‘Mesmo longe, não consigo falar dane-se o Brasil’, diz Cláudia Abreu

‘Mesmo longe, não consigo falar dane-se o Brasil’, diz Cláudia Abreu

Sonia Racy

04 de outubro de 2021 | 00h50

Cláudia Abreu. Foto: Mariana Vianna

Morando com a família em Portugal há mais de um ano, Claudia Abreu não consegue se desligar do Brasil. “Estamos todos juntos nessa loucura. Por mais que fisicamente eu esteja fora, a aflição está dentro, junto”, disse à repórter Sofia Patsch, em conversa por Zoom. “Tudo que esse governo provoca, a negação, o embate, está adoecendo a sociedade”, desabafou. “Não dá para defender mais as armas do que vacinas, não existe isso”.

Se ela pretende voltar a morar aqui? “Com certeza, amo o Rio de Janeiro, por mais que sei que morar na cidade é estar em estado de alerta o tempo inteiro”. A atriz passou quase seis meses gravando a segunda temporada da série Desalma, da Globoplay, no Brasil. “Por isso agora, vamos estender nossa estadia em Portugal até janeiro”, conta.

De Portugal, Cláudia está fazendo pós-graduação online em Artes Cênicas, pela PUC-Rio. “É terça e quinta à noite, com o fuso vai até 2 da manhã”. Ela conta que depois que se formou em Filosofia, em 2009, pegou gosto pela escrita.

Sumida das novelas, a atriz pode ser vista nas telonas, no longa O Silêncio da Chuva, adaptação para o cinema do suspense policial de Garcia-Roza, dirigido por Daniel Filho – a atriz também colaborou com o roteiro.

Para o ano que vem, ela está escrevendo uma peça sobre a vida e obra de Virgínia Wolff. “A Virgínia é uma autora que admiro muito, não consigo explicar porque exatamente, mas ela realmente me toca”. Confira os melhores momentos da entrevista a seguir.

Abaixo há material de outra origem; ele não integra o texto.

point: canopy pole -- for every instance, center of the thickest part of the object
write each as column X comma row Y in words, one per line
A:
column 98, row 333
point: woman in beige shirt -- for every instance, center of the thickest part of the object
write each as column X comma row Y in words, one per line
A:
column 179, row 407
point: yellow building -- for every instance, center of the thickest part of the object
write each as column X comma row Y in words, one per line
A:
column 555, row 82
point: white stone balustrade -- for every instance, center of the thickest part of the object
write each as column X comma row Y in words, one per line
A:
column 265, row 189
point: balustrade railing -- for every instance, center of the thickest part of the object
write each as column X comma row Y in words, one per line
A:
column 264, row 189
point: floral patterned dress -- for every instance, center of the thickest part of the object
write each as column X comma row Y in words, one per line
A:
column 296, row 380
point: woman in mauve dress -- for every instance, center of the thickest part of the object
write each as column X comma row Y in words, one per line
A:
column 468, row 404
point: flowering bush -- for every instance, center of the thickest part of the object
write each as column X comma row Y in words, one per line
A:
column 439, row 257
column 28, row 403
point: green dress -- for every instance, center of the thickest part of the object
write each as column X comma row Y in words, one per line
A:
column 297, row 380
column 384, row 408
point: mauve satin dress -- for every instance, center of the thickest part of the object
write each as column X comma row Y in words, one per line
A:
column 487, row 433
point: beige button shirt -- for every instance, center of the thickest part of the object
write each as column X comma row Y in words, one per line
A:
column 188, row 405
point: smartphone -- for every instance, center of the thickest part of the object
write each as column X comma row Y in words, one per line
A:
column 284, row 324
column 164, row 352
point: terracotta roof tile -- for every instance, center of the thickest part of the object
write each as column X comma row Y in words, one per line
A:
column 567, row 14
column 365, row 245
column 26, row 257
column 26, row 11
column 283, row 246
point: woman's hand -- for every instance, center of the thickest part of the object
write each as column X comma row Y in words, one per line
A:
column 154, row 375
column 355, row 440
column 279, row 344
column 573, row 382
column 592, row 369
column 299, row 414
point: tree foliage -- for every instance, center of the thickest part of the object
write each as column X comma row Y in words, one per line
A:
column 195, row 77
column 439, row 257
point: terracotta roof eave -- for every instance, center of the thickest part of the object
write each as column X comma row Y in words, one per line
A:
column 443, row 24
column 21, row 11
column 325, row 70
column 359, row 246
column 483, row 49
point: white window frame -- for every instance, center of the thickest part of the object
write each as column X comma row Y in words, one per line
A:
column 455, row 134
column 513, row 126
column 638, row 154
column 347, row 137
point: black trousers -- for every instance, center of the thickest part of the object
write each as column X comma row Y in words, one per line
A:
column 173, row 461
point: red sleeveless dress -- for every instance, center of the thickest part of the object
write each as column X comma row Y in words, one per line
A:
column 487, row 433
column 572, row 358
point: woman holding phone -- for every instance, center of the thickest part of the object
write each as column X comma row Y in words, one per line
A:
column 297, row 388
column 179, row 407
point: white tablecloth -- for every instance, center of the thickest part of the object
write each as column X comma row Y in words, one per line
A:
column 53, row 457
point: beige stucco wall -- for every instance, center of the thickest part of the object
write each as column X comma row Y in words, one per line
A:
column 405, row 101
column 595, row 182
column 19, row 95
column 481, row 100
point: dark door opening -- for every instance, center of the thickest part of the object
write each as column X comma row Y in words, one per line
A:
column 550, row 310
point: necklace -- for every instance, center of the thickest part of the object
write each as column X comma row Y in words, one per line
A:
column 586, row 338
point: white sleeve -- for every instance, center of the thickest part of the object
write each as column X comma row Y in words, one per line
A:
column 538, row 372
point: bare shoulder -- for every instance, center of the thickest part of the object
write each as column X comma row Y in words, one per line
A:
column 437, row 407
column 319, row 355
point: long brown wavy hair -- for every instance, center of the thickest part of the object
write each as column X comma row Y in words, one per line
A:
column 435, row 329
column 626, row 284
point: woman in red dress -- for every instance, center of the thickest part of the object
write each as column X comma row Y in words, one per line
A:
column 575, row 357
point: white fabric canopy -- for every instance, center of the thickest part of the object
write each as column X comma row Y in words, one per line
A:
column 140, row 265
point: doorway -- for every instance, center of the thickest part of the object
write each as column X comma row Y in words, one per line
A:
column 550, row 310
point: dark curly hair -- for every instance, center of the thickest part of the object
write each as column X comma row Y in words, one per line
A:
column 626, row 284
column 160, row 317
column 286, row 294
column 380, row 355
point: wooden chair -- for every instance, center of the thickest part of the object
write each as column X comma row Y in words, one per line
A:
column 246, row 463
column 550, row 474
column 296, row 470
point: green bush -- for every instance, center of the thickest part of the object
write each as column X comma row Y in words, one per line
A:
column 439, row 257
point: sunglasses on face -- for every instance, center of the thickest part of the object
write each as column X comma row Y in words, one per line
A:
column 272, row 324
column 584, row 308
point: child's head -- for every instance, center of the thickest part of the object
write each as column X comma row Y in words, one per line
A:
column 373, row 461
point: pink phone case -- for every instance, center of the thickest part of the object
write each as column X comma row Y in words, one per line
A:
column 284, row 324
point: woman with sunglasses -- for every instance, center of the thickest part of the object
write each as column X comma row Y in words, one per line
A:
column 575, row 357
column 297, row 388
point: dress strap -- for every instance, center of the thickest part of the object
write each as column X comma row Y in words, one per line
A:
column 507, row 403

Como está sendo viver em Portugal?

Desse um ano, passei seis meses no Brasil filmando a segunda temporada de Desalma, série da Globo Play. Portugal tem uma grande vantagem, é um país calmo. É um lugar que ainda tem paz, ou pelo menos uma ilusão de paz, você fica menos em estado de alerta. Eu que moro no Rio, sou apaixonada pelo Rio e não deixo ninguém falar mal do Rio de Janeiro, fico com raiva que falem mal do Rio, sei que morar no Rio é estar em estado de alerta o tempo inteiro, é parar no sinal e ficar com o radar ligado. Então realmente aqui tem uma tranquilidade que é prazerosa. Agora, curiosamente, mesmo estando aqui, não consegui sair do Brasil.

Explique melhor, por favor.

Ouço todos os podcasts de política, fico contando a hora que o fuso vai atualizar para poder ver o jornal. É uma angústia tão grande que a gente está sentindo com o Brasil, que não tem como desligar. Pelo menos eu não tenho esse distanciamento e esse dane-se o Brasil. Não dá. Estamos todos juntos nessa loucura. Por mais que fisicamente esteja fora, a aflição está dentro, junto. Acho que isso tudo que tá acontecendo com nosso País, essa divisão, tudo isso que esse governo provoca, a negação, o embate, está adoecendo todo mundo como sociedade mesmo.

A sociedade brasileira está polarizada.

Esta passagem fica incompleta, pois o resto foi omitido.